Compositionally, the vaginal microbiota of subgroup 1 differed significantly from that of 2 other groups: the dysbiotic type was 5 times less common (3.8 % vs. 19.7 % in main group and 19.2 % in subgroup 1, р < 0.01). The normal flora dominated by L. crispatus was significantly more common in subgroup 2: this microbiota type was observed in almost half of the examined women. Prevalence of other microbiota types varied: type II (dominated by L. gasseri) and type IV (dominated by L. jensenii/L. vaginalis) were slightly more common than other types, while type III (dominated by L. iners) was less common. The difference, however, was insignificant, which may be due to the small number of women who carried these microbiota types.

Thus, one out of 5 women who considered herself healthy (main group) was diagnosed with vaginal dysbiosis. A similar result was obtained for those women who were found healthy after the visual examination by the gynecologist (subgroup 1). In contrast, almost half of the women from subgroup 2, whose vaginal health was evaluated using microscopy, had type 1 vaginal flora — the most beneficial type of microbial community dominated by L. crispatus.
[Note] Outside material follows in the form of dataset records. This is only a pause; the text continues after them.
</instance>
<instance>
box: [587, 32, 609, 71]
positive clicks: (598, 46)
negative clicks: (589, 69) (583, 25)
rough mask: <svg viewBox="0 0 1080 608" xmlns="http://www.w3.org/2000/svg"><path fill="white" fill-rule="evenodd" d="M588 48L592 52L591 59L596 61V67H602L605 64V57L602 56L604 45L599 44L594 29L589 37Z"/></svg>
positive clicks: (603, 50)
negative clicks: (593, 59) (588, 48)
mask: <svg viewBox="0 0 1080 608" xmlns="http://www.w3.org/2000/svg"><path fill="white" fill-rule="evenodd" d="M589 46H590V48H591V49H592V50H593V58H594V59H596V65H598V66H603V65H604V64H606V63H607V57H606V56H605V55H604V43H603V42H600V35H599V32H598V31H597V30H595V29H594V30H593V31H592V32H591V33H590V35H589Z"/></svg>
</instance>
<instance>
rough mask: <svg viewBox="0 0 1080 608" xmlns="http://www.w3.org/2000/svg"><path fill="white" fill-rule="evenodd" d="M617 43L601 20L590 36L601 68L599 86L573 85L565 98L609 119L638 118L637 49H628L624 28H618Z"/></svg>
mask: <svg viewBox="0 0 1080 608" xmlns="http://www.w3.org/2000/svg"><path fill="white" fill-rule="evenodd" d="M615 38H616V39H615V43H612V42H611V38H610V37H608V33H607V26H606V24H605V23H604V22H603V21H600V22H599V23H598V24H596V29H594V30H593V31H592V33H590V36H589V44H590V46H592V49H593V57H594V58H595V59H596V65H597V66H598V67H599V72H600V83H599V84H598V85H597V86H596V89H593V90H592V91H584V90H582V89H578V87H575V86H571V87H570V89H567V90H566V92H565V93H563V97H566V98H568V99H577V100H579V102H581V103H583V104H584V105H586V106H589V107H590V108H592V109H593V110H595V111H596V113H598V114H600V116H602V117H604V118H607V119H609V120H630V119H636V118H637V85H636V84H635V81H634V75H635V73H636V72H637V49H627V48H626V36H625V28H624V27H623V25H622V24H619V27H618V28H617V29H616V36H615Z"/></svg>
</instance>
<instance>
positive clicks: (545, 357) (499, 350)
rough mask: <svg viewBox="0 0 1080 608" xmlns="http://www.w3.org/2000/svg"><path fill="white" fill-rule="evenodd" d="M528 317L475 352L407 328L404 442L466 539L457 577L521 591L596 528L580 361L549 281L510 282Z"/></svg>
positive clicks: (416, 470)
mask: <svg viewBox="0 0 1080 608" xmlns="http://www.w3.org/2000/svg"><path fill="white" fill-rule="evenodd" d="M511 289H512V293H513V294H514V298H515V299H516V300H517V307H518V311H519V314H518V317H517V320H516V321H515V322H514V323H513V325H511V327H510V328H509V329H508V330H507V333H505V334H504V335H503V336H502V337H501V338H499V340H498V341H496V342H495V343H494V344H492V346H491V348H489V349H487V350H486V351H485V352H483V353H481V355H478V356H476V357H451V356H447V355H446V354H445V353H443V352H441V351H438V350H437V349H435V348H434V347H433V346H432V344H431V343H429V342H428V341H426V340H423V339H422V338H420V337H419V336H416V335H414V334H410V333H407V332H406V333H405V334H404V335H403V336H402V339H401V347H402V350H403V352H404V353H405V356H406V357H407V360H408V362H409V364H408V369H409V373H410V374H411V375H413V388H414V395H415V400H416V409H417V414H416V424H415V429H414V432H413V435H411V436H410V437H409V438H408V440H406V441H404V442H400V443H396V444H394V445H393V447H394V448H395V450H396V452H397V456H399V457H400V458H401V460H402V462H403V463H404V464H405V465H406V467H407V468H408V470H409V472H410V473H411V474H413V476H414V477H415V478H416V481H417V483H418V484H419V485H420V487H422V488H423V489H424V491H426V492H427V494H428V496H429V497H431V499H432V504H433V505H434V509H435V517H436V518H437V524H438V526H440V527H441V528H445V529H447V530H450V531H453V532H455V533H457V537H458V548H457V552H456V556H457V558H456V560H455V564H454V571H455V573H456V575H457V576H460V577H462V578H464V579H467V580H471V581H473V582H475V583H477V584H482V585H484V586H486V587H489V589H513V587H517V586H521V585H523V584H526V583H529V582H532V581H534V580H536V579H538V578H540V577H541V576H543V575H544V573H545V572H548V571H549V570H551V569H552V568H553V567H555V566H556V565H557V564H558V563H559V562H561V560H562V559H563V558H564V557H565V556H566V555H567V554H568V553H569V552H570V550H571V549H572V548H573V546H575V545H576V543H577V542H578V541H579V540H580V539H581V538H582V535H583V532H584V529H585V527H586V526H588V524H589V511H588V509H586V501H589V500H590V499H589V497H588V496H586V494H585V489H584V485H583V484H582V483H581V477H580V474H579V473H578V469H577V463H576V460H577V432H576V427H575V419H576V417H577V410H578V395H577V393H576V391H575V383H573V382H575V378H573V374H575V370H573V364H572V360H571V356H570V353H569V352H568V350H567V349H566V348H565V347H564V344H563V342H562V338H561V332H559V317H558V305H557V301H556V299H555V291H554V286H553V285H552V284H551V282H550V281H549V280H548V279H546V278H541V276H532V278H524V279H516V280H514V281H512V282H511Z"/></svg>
In this group, dysbiosis was observed in a few patients only.

DISCUSSION

The obtained data demonstrate that criteria used to form norm groups significantly affect the outcome of the study and should be carefully elaborated when working on a study design. How woman sees her health is subjective; the same is true for a visual examination performed by the doctor. Patient’s and doctor's opinions alone unsupported by lab tests may result in the underdiagnosis of the dysbiotic state and untimely treatment of vaginal dysbiosis, which will affect woman's reproductive health.

In this light, it is interesting to compare our results with the data published by Ravel et al. [6]. They analyzed vaginal microbiotas in 4 ethnic groups (Caucasian, Asian, Hispanic and Afro-American). Study participants considered themselves healthy at the time of the examination, in spite of the fact that some of them had not seen a gynecologist for a check- for several years, similar to main group in our study. Results of the comparative analysis are presented in table.

Vaginal microbiotas of women in our study differed from those of other ethnicities (the study was conducted in the USA, in Baltimore and Atlanta). In our opinion, it would be incorrect to estimate significance of differences between the two studies because methods used for the assessment of the vaginal microbiota status were different. However, in our study dysbiosis was detected 2 times more often than in the Caucasian group; its prevalence was comparable to the prevalence in the Asian group. The most beneficial microbiota type was 1.5 less common in the Russian women than in the Caucasian group, but more common than in other ethnic groups. On the whole, in our study vaginal microbiota composition was similar to that of Asian women. Further research is necessary to compare the results of our study with the results of similar studies conducted in other Russian regions.

CONCLUSIONS

Vaginal dysbiosis detected by real-time PCR is common in reproductive-age women who consider themselves healthy. It was observed in one out of five patients. Normal vaginal flora was usually dominated by L. iners; another type of normal flora dominated by L. crispatus was observed in every third woman. Normal flora dominated by L. crispatus was present in 46.2 % of women who were assigned to the norm group based on their own opinion, visual examination and microscopy data. Without microscopy, clinical assessment of the vaginal status is subjective and may not detect dysbiosis in a number of patients.

Variations in the vaginal microbiota composition in women from Yekaterinburg and differences from the vaginal flora of Caucasian women may be associated with ethnic diversity of female population of the Ural region.